OLYMPIC-bound sailor Andrew Lewis said on Thursday that every bit of success he achieves at the Olympic Games in Tokyo, Japan this year will be dedicated to his homeland, Trinidad and Tobago.
The 31-year-old Lewis was speaking at a special send-off, at the TT Yachting Association compound in Chaguaramas.
Lewis will leave for his training base at the Canary Islands on Saturday, before he heads off to acclimatise in Tokyo before the rescheduled Games, which is expected to take place from July 23 to August 8.
“Trinidad and Tobago is small but mighty,” said Lewis, who will be competing in his third Olympics. “The sport of sailing is small but, thanks to the vision that I shared with my father (David) and he shared with me, one day you’ll see a lot of white sails on the Foreshore. Thanks to the Mayor (of Port of Spain Joel Martinez) for that.”
According to Lewis, “I do receive taxpayers’ money to do what I do, I do receive corporate TT (funds) to do what I do. But I want to help as many people as I can.”
With regards to the Olympics, Lewis said, “When I return with silverware, hopefully, my role is to, pretty much, hand over any success I (achieve). It’s not for me. You cannot take any medal to the grave. It’s for this country. I do what I do because I’ve been gifted with life.”
Lewis, who revealed that his first-born child is due on July 4, also shared a message to the nation.
“Let the pandemic teach us an important lesson, the healthy one would become the wealthy one. I don’t mean money, I mean purpose. TT is my home and I would represent it to the best of my ability.”
He said, “I’ll be leaving Saturday morning to my training base in the Canary Islands. I’ll be spending there approximately two months. The goal is to race there, train there. It’s a very safe environment to be. And, as soon as possible, I’m going to get to Tokyo.”
President of the TT Olympic Committee, Brian Lewis, said, “Andrew represents what Team TTOC stands for, an indomitable will, a resilience and a deep commitment to represent this place called TT.”

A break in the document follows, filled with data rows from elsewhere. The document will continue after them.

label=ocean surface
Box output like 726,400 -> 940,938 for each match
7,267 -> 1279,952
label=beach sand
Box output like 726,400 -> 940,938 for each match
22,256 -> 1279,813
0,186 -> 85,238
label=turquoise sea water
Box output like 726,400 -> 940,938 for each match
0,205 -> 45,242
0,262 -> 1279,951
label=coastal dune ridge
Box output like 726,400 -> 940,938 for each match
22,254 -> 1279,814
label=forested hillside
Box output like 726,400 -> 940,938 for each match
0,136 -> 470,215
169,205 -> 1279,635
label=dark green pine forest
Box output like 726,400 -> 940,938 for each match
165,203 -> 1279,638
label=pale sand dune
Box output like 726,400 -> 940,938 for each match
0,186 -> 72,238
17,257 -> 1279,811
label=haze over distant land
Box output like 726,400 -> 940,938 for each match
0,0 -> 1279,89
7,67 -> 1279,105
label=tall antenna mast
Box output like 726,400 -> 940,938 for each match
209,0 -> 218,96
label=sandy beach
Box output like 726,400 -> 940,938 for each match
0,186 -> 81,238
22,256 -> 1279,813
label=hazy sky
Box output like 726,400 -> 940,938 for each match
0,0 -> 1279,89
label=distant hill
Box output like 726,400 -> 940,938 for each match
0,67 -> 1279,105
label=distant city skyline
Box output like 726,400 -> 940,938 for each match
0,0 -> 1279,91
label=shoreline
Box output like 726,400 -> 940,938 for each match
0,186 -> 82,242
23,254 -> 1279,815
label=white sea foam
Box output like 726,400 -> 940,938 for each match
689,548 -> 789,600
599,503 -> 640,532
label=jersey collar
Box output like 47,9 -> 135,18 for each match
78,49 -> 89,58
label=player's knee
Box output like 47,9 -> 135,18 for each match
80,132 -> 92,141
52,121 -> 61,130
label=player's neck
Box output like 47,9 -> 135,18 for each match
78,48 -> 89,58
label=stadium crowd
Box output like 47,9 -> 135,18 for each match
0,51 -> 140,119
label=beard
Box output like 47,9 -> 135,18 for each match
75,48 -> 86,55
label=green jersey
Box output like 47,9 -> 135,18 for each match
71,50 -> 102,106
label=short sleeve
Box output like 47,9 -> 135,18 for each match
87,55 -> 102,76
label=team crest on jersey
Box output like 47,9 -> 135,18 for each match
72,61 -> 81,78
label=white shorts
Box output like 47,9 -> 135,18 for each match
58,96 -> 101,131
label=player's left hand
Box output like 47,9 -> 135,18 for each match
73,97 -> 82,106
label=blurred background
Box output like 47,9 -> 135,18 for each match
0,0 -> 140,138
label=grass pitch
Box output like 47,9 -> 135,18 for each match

The TTOC president, in a no-nonsense mood, continued, “I make no apologies for saying this. It is not easy representing this country in sport. Our athletes, regardless of creed, race, ethnicity, class, socio-economic background, have it very difficult.”
Lewis added, “Many people don’t really appreciate what covid19 has done for our athletes, economically, physically, emotionally and mentally. Their commitment, in the face of covid, to deal with the uncertainty and unpredictability of an unprecedented public health crisis should be held up to this country as a role model. At this point, just qualifying for Tokyo 2020 is an achievement.”
The TTOC boss pointed out, “Andrew is going off (to the Canary Islands). Thanks to his family, his well-wishers and his corporate partners. But others aren’t so fortunate and they are still struggling against the tide, with less than four months to go.”
Also speaking at the event were Mayor Martinez, Sports Company of TT chairman Douglas Camacho, Sports Ministry’s director of physical education and sport Gabre McTair as well as sponsors’ representatives Camille Salandy (Atlantic), Karen Tom Yew-Jardine (Republic Bank), Sarita Persad (Tatil), Guillermo Rojo (Trinidad Cement Limited).